The ARDL-bound test cointegration outcomes yield evidence of a long-term equilibrium between CO2E, ENU, GDP, and PG in India. According to the variance decomposition analysis, 58.4% of the future fluctuations in CO2E are due to changes in ENU, 2.8% of the future fluctuations in CO2E are due to changes in GDP, and 0.43% of the future fluctuations in CO2E due to changes in PG. Furthermore, 3.37% of the future fluctuations in ENU are due to changes in GDP, 9.6% of the future fluctuations in ENU are due to changes in CO2E, and 0.96% of the future fluctuations in ENU are due to changes in PG. In addition, 19.9% of the future fluctuations in GDP are due to changes in CO2E, 4.95% of the future fluctuations in GDP are due to changes in ENU, and 3.08% of the future fluctuations in GDP are due to PG. In addition, 3.67% of the future fluctuations in PG are due to changes in CO2E, 49.81% of the future fluctuations in PG are due to changes in ENU, and 3.01% of the future fluctuations in PG are due to changes in GDP.

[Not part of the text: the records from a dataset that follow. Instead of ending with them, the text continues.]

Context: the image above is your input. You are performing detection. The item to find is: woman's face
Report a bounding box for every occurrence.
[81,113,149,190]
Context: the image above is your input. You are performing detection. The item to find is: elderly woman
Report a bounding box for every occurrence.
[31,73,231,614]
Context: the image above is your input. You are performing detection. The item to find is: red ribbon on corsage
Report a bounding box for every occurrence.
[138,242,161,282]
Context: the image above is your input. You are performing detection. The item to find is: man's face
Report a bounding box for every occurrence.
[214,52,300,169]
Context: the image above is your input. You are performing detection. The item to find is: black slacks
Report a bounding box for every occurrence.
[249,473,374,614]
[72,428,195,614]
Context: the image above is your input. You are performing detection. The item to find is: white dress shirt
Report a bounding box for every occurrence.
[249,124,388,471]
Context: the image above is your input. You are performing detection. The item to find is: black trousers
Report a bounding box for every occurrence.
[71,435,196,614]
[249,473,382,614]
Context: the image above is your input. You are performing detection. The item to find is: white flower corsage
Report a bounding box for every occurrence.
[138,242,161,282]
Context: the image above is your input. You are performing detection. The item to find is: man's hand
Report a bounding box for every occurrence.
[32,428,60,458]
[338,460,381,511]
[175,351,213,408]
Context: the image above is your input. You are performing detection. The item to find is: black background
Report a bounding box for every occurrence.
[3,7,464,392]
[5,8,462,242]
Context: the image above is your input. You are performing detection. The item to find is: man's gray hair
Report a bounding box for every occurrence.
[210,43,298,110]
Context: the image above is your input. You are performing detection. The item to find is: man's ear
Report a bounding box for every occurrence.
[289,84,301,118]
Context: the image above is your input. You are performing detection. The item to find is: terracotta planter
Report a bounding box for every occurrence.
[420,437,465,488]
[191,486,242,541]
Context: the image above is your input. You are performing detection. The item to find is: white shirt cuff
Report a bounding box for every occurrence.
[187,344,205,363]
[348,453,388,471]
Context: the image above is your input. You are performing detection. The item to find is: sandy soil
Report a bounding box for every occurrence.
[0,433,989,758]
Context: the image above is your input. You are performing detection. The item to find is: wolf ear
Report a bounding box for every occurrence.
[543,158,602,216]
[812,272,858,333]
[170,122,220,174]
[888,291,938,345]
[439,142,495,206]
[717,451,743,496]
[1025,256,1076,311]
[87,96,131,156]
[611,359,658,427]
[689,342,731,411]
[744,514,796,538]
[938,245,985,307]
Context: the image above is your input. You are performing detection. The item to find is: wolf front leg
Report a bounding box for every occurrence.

Based on our study’s findings, this experimental study also proposes the following policy recommendations for the country of India: It is worth noting that India’s ENU has a long-term effect on CO2E. India is one of the top 10 countries most severely affected by CO2E.; hence, atmospheric threats need to be addressed seriously. Specifically, the Indian government must stimulate CO2E reducing activities through increasing alternative energy resources such as solar, wind, geothermal sources, biodiesel fuel, and environmentally sensitive technologies that can be effectively supported. It is suggested that the Indian government teach local people in order to motivate them to plant trees with the forest department to enhance the proportion of forest in India and control environmental degradation.
Furthermore, the estimated results show that environmental degradation is the main reason for economic growth. Hence, it is advised that India’s economic growth policies be revised to address environmental degradation. To avoid CO2 emissions, population growth, natural resources, and the ecological system must be balanced to lower CO2 emissions. These resources might otherwise be affected by CO2 emissions. Finally, enhancing energy effectiveness and introducing energy management options nationally by making clean energy accessible will help decrease CO2E. To control long-term environmental degradation, policymakers are advised to follow policies that encourage the use of environmentally friendly equipment, vehicles, machinery, and utilities to reduce environmental degradation.